Tuesday, October 28, 2025

Celebrated Playwright and Poet Richard Cary to Speak Nov. 12 at Moss Memorial Library

by Joan M. Howard
Guest Writer

Coffee With Poets and Writers is delighted to welcome again distinguished writer Richard Montfort Cary, local playwright, poet and actor, and relative of Dame Olive Campbell. He will speak Wednesday, Nov. 12, at 10:30 a.m. at Moss Memorial Library. Richard is a prolific poet, who has also written plays, including one about the founding of John C. Campbell Folk School. He is also a popular actor at the Peacock Playhouse.

Coffee With Poets And Writers meets monthly at Hayesville’s Moss Memorial Library.

Richard will be reading from his recently published book of autobiographical poems "I Once Was a Man From Nantucket," a collection of autobiographical poems.

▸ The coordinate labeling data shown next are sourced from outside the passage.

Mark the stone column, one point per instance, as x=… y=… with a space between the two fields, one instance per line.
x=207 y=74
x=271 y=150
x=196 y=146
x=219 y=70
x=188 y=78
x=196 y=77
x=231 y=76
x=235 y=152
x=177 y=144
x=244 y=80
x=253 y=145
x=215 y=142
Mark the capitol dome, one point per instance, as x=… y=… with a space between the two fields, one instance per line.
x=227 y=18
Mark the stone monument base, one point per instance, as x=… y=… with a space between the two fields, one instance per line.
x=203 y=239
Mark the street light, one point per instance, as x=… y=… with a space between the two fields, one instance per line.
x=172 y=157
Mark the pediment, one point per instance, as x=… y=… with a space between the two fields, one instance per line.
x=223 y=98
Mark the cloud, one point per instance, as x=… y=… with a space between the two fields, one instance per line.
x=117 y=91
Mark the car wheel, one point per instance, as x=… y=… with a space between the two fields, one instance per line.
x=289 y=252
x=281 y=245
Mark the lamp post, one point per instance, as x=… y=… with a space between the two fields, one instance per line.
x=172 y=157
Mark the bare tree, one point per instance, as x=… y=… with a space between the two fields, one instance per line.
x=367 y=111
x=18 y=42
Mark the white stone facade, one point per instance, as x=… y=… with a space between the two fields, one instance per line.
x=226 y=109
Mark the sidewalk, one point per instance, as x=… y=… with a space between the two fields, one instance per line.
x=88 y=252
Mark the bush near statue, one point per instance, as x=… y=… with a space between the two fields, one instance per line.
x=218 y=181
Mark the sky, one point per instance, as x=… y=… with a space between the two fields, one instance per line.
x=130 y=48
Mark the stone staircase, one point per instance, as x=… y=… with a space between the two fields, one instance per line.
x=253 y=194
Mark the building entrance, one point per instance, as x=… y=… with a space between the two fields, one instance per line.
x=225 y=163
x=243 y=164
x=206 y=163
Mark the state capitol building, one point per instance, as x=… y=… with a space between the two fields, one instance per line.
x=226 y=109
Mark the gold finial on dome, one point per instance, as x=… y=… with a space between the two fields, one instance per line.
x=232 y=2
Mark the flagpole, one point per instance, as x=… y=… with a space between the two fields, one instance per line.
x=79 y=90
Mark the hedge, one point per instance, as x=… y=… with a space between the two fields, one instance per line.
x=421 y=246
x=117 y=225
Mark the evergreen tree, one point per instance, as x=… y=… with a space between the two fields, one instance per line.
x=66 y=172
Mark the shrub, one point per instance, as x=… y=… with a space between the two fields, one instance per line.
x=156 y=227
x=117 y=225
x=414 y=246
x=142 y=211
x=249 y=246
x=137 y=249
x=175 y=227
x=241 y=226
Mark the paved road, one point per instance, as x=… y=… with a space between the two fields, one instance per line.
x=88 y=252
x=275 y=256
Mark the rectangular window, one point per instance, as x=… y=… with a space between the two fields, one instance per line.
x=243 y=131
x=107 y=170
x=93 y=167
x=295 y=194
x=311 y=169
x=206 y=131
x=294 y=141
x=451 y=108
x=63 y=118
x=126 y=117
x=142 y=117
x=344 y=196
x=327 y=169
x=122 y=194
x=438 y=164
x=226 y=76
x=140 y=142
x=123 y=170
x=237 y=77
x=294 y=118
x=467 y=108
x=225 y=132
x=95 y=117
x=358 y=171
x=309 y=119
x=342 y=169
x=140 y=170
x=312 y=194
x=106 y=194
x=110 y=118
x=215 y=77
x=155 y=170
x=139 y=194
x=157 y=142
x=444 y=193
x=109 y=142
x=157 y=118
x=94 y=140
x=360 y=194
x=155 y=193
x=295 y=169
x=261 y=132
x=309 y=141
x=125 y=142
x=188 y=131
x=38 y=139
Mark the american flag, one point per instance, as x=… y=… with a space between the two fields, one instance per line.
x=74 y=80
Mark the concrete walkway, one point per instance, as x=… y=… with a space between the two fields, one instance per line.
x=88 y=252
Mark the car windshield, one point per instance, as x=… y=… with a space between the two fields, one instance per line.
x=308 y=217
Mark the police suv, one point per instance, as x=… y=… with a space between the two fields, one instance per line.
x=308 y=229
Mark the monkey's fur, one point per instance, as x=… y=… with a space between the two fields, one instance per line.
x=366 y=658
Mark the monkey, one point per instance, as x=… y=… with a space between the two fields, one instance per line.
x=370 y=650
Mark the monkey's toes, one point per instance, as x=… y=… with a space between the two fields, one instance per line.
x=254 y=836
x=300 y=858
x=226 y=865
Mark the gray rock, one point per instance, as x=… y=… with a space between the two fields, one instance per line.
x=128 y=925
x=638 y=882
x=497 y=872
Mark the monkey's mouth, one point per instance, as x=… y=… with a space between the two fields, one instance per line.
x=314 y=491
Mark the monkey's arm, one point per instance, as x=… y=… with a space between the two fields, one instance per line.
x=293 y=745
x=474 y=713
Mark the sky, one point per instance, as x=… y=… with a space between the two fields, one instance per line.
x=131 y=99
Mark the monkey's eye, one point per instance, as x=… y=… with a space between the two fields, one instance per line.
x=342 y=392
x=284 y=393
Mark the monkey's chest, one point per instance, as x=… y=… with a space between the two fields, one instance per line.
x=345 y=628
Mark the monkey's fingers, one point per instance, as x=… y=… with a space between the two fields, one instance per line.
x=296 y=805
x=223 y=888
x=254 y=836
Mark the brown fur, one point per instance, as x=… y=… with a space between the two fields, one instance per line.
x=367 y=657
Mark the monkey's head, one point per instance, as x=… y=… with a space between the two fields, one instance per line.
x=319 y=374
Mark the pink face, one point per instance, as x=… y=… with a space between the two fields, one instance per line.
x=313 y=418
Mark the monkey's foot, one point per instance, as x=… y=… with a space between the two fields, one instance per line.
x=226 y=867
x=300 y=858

Richard Montfort Cary Photo by Lily Ponitz

The 750-page book is arranged in a chronological order covering poems he wrote on his 65-year journey from age 16 in 1959 to age 81 in the spring of 2024.  His wife, artist Cheryl Cary, designed the cover, incorporating a painting dated 1929 by his mother June Coolidge Cary.  The book is his dream come true.

Richard received his BFA in Theater Arts from Carnegie Mellon University in 1964, and spent six years in professional theaters before moving his young family to Nantucket Island, MA, where he became a sought-after designer/carpenter of custom homes.

In 1980, the local community theater asked him to step in as artistic director, which he did for four years.  Then in 1985 he founded Actors Theatre of Nantucket, the island’s own professional theater company, serving as producing artistic director for 20 years until retiring in 2004.

During those years, he was the harmonica-playing tenor of a popular blue grass band, The Fish Handlers, and also spent 12 years on stage in his one-man show "And Now, Mark Twain!"  After 34 magical years on Nantucket, he moved to Asheville, NC, then to West Asheville, and finally in 2017 to a new old home in Hayesville.

Richard’s claim to fame is that Olive Dame Campbell, founder of the John C. Campbell Folk School back in 1925, is his great aunt.  Honoring the Folk School’s 100th anniversary, Richard and his wife Cheryl composed a one-act narrative for four voices "The Birth of the John C. Campbell Folk School," which was recently performed to glowing reviews at the Folk School’s Fall Festival.  It’s slated to be presented again, Dec. 10 at 4:45 p.m.

His first collection of poems will be followed by a companion book "Sonnets & We Are... " sometime in 2026.

Coffee With Poets and Writers is sponsored by North Carolina Writers' Network West and meets every second Wednesday from March to December at 10:30 a.m. at Moss Memorial Library in Hayesville, N.C. The event is free and open to the public.  An open mike will follow the presentation.  If you would like to read, please bring a poem or prose work of about three minutes to participate.  There is no critique.